C5 palsy (C5P) is a known complication of cervical decompression surgery. The tethering effect of the C5 nerve root following the posterior shift of the spinal cord is the most accepted pathologic mechanism for C5P development; however, this mechanism cannot fully explain C5P by itself in clinical practice. Separately, some studies have suggested that preoperative severe spinal cord compression and postoperative morphological changes in the spinal cord affect C5P development; however, no previous study has quantitatively addressed these possibilities. The aim of this study was to examine whether spinal cord morphology and morphological restoration after surgery affect C5P development.
The authors reviewed consecutive patients with degenerative cervical myelopathy who underwent laminoplasty including the C3–4 and C4–5 intervertebral disc levels. All participants underwent MRI both preoperatively and within 4 weeks postoperatively. To assess the severity of spinal cord compression, the compression ratio (CR; spinal cord sagittal diameter/transverse diameter) was calculated. As an index of morphological changes in the spinal cord during the early postoperative period, the change rate of CR (CrCR, %) was calculated as CRwithin 4 weeks postoperatively/CRpreoperatively × 100. These measurements were performed at both the C3–4 and C4–5 intervertebral disc levels. The study cohort was divided into C5P and non-C5P (NC5P) groups; then, CR and CrCR, in addition to other radiographic variables associated with C5P development, were compared between the groups.
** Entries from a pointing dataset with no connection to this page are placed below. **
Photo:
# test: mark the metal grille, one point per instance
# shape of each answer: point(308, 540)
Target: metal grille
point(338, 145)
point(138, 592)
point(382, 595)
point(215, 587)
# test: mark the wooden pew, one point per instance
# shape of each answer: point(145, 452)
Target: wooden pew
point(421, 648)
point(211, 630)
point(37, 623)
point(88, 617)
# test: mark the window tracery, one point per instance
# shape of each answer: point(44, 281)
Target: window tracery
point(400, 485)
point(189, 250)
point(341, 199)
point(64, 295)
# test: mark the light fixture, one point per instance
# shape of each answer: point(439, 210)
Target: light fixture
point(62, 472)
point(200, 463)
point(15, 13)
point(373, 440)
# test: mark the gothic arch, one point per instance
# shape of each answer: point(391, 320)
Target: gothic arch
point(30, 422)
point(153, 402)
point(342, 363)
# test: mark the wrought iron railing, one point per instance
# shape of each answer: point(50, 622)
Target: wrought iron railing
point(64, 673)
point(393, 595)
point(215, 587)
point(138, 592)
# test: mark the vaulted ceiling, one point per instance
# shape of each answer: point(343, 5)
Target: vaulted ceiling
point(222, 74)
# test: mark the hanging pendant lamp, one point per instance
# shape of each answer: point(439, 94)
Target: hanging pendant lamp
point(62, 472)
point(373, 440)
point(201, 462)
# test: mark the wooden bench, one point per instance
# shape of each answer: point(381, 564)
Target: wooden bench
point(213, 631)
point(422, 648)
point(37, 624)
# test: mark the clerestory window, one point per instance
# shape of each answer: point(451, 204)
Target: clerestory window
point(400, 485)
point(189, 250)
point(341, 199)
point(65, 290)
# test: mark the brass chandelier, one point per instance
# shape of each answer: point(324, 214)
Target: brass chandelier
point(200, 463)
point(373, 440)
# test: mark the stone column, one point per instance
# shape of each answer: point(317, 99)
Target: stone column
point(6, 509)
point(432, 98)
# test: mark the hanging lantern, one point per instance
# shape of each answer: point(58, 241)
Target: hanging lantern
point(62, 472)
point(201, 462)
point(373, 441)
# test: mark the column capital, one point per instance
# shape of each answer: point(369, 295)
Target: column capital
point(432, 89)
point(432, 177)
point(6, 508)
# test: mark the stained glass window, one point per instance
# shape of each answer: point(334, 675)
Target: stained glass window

A total of 114 patients (mean age 67.6 years, 58.8% men) were included in the study, with 5 and 109 patients in the C5P and NC5P groups, respectively. Preoperative CR at both the C3–4 and C4–5 levels was significantly lower in the C5P group than in the NC5P group (0.35 vs 0.44, p = 0.042 and 0.27 vs 0.39, p = 0.021, respectively). Patients with C5P exhibited significantly higher CrCR at the C3–4 level than those without (139.3% vs 119.0%, p = 0.046), but the same finding was not noted for CrCR at the C4–5 level. There were no significant differences in other variables between the groups.
This study reveals that severe compression of the spinal cord and its greater morphological restoration during the early postoperative period affect C5P development. These findings could support the involvement of segmental cord disorder theory, characterized as the reperfusion phenomenon, in the pathomechanism of C5P, in addition to the tethering effect.